14En esto sabemos que hemos pasado de muerte a vida: en que amamos a nuestros hermanos. El que no ama a su hermano permanece en muerte,

15porque todo el que aborrece a su hermano es homicida, y ustedes saben que la vida eterna no puede permanecer en ningún homicida.

16En esto conocemos su amor para con nosotros: en que Él dio su vida por nosotros.
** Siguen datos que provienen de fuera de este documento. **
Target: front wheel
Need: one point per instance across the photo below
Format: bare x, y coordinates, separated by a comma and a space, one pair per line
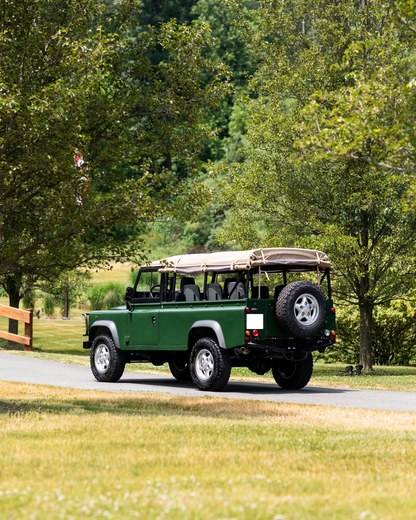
210, 365
107, 361
293, 374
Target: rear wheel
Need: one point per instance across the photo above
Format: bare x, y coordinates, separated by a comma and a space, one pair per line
180, 370
210, 365
293, 374
107, 361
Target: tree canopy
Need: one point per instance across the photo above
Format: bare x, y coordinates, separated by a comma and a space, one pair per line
321, 169
86, 122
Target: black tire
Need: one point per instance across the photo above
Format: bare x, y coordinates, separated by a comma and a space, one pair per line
180, 370
107, 361
301, 309
293, 374
210, 365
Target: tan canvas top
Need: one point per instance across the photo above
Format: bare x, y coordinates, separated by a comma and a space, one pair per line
291, 258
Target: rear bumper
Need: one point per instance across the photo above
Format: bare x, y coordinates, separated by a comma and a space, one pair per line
291, 345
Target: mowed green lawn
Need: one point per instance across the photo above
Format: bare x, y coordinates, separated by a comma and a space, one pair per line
74, 454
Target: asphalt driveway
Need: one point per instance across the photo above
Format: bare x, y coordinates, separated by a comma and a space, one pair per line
25, 369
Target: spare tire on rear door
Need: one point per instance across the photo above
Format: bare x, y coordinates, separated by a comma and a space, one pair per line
301, 309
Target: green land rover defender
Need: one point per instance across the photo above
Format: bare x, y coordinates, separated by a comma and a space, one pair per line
203, 314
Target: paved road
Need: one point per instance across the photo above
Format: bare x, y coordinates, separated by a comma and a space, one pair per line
36, 371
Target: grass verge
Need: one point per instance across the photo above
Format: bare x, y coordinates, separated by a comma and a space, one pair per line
76, 454
61, 340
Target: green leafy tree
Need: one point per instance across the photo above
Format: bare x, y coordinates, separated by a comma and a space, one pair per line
316, 173
75, 83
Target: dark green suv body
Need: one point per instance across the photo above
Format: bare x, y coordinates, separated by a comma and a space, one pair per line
204, 314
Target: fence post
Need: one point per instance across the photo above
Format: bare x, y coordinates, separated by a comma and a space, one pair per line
29, 331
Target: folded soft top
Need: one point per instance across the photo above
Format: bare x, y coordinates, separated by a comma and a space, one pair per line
289, 259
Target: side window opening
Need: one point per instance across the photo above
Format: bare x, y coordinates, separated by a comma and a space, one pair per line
148, 285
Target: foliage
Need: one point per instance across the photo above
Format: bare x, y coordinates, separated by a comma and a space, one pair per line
85, 87
49, 305
297, 188
29, 300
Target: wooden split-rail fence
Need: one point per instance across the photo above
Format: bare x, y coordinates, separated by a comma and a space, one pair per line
20, 315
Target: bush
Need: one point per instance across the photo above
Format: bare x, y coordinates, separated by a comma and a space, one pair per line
106, 296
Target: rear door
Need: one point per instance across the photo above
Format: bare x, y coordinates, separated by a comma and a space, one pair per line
143, 322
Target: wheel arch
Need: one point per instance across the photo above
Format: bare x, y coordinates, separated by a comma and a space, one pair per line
209, 328
103, 327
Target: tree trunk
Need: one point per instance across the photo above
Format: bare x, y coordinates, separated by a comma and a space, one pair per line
13, 285
366, 323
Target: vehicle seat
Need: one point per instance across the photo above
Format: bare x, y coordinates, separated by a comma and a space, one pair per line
192, 293
227, 281
214, 291
189, 289
239, 293
264, 292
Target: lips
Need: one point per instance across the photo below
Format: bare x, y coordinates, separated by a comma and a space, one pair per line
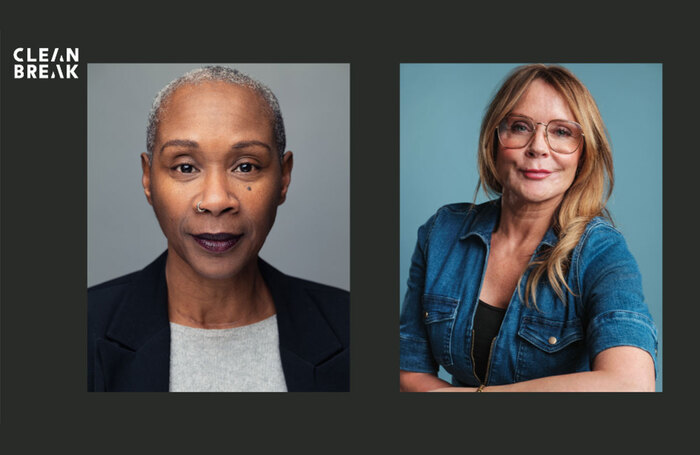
217, 243
536, 174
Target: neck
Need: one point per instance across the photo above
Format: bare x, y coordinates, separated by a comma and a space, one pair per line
525, 223
196, 301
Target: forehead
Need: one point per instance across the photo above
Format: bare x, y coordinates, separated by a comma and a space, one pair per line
213, 104
542, 102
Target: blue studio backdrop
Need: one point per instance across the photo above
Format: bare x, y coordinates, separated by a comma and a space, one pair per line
442, 106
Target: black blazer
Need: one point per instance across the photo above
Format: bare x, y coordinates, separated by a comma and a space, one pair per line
129, 332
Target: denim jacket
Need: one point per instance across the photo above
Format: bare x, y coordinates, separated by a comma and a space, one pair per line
606, 309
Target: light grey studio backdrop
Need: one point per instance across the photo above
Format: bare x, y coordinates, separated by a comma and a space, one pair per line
311, 236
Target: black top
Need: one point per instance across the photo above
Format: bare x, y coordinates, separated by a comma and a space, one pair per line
487, 323
129, 332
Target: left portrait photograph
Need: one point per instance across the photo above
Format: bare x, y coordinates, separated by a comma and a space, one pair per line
218, 227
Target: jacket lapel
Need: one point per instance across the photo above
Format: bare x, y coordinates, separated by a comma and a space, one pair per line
306, 339
135, 354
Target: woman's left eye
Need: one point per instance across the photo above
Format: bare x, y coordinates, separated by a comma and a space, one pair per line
185, 168
246, 168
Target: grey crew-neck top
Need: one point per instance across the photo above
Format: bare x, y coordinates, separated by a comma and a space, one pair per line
241, 359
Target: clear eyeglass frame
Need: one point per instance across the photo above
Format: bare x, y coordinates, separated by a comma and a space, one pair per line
576, 127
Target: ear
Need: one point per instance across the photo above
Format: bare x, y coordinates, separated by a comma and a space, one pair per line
146, 176
287, 163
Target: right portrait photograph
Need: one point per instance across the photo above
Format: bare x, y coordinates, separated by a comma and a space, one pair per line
531, 218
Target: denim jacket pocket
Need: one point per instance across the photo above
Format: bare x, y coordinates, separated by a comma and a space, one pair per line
439, 317
548, 347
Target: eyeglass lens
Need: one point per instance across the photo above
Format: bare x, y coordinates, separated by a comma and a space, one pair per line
563, 136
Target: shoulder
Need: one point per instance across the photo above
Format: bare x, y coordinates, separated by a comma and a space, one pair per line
298, 296
456, 220
600, 236
332, 302
104, 298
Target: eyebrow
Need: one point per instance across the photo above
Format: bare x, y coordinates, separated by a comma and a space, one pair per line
179, 143
194, 144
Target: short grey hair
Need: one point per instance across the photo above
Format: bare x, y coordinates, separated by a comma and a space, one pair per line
215, 74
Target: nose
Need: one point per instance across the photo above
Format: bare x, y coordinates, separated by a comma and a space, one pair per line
217, 195
538, 144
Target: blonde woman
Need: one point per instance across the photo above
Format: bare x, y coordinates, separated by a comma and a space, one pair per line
534, 290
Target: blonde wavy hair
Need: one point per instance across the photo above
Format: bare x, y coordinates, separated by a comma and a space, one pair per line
592, 185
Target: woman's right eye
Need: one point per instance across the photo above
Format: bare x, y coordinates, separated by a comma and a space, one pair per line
520, 127
185, 168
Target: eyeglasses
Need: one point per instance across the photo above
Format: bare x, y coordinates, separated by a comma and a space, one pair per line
563, 136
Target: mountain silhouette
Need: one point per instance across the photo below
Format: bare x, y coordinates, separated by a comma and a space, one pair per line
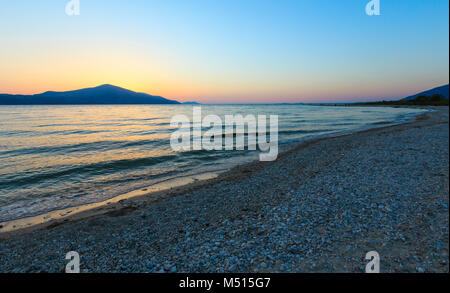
100, 95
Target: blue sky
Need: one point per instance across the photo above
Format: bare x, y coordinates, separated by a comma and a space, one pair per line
227, 51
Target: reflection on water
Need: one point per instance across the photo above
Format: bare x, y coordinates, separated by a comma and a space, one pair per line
53, 157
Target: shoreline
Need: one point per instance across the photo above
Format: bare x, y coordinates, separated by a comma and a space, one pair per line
141, 197
319, 208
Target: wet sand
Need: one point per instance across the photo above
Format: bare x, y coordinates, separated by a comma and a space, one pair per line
319, 208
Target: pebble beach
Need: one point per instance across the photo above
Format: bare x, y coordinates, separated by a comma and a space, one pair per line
320, 207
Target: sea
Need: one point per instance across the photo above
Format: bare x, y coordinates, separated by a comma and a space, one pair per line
56, 157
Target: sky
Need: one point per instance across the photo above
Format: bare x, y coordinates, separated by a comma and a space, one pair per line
233, 51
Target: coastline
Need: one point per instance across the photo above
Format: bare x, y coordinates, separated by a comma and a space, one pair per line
258, 195
138, 198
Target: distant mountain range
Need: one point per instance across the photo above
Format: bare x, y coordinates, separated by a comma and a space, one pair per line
442, 90
102, 95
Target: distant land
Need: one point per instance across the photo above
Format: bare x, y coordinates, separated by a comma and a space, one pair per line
100, 95
442, 90
191, 103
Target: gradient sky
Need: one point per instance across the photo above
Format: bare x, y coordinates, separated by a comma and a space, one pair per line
218, 51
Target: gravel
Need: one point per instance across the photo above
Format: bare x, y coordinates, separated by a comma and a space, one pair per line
319, 208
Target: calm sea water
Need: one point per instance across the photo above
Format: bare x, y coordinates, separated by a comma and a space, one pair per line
53, 157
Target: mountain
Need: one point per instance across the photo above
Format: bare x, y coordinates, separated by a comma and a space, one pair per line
442, 90
104, 94
191, 103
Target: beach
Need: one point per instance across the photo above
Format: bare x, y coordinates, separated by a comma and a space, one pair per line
320, 207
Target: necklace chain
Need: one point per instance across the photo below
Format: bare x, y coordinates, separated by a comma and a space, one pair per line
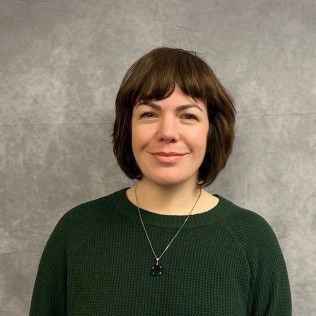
158, 258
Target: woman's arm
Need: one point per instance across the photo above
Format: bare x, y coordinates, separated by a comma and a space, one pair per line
49, 293
270, 289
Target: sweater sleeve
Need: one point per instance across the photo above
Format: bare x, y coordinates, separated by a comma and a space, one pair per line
270, 289
49, 293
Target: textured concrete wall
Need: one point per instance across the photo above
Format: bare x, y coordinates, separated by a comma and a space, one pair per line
61, 65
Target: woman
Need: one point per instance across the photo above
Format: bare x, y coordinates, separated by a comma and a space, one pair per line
165, 246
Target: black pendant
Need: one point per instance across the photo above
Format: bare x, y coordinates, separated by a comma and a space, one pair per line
156, 269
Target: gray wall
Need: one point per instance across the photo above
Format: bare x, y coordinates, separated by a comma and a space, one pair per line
61, 65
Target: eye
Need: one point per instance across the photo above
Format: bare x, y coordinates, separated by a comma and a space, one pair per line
190, 116
147, 114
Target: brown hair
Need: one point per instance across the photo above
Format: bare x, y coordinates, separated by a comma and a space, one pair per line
154, 76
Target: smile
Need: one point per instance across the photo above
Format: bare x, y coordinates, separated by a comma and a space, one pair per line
168, 159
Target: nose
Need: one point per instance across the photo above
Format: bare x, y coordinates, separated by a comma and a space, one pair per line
168, 130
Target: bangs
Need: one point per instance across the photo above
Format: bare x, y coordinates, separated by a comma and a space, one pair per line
183, 70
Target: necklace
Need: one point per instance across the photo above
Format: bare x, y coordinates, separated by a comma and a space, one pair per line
156, 269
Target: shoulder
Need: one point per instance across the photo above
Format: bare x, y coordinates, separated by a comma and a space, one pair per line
82, 220
251, 229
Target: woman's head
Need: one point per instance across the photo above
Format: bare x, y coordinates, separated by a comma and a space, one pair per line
172, 74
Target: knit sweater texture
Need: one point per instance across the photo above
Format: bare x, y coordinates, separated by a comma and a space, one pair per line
97, 261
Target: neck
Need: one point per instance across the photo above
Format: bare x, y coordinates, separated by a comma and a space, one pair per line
167, 200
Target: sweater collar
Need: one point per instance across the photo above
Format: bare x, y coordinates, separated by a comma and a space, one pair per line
213, 215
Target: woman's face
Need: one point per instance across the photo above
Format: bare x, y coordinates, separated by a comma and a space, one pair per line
169, 138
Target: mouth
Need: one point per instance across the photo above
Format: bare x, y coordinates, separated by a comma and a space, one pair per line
168, 158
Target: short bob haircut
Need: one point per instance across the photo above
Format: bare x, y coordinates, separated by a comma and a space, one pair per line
154, 76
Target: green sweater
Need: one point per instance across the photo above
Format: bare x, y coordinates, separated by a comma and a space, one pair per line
97, 261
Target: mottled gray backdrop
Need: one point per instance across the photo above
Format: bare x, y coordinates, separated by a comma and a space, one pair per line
61, 65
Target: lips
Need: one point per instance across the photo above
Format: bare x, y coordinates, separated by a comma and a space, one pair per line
168, 154
168, 158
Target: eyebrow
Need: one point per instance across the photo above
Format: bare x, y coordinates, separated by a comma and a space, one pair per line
178, 108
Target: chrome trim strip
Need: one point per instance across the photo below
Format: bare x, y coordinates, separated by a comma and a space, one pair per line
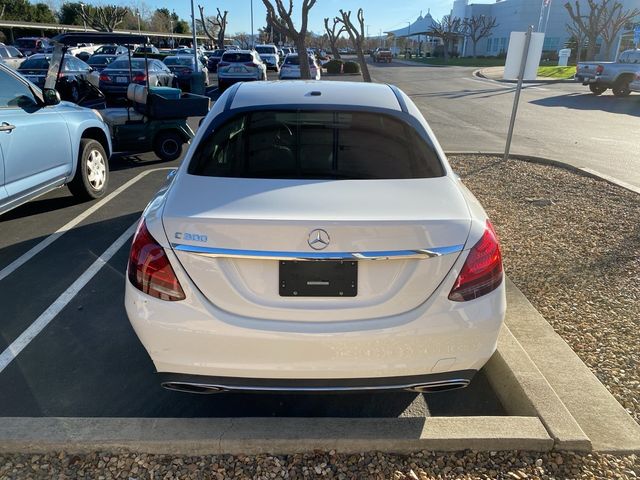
221, 388
309, 256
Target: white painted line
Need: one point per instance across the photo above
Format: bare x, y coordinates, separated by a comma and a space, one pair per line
19, 344
25, 257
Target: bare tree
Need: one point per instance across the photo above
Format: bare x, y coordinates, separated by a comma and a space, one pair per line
357, 37
614, 20
590, 24
333, 35
104, 18
448, 29
478, 27
283, 22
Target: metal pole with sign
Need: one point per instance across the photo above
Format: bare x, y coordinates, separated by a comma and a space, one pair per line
516, 100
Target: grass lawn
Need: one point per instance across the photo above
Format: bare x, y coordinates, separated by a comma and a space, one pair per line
460, 62
556, 72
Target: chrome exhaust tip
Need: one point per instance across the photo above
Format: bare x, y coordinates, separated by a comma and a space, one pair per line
198, 388
439, 386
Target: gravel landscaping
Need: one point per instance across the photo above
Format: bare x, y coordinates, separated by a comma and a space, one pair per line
571, 244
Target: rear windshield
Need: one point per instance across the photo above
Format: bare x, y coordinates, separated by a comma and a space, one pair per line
41, 63
315, 145
237, 57
271, 50
295, 60
178, 61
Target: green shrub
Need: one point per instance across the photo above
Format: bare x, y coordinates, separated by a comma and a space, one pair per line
351, 67
334, 66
Así también nosotros debemos darnos a nosotros mismos por nuestros hermanos;

17pero el que posee bienes del mundo y mira a su hermano en necesidad, y retiene su compasión hacia él, ¿cómo puede el amor de Dios estar en él?

18No se ame el uno al otro de palabra o de lengua, hijos míos, sino con hechos y en verdad;

19porque en esto conocemos que somos de la verdad, e infundimos confianza a nuestro corazón antes que Él venga,

20porque si nuestro corazón nos inculpa, ¿cuánto más Dios que es mayor que nuestro corazón y conoce todas las cosas?

21Si nuestro corazón no nos inculpa, amados míos, tenemos confianza ante Dios,

22y cualquier cosa que pidamos la recibiremos de Él, porque guardamos sus mandamientos y hacemos las cosas que le agradan.

23Y éste es su mandamiento: que creamos en el nombre de su Hijo Jesucristo y nos amemos unos a otros, como Él nos lo ha ordenado.

24El que guarda sus mandamientos es preservado por Él y Dios habita en él. Y en esto conocemos que Él habita en nosotros: por su espíritu que nos ha dado.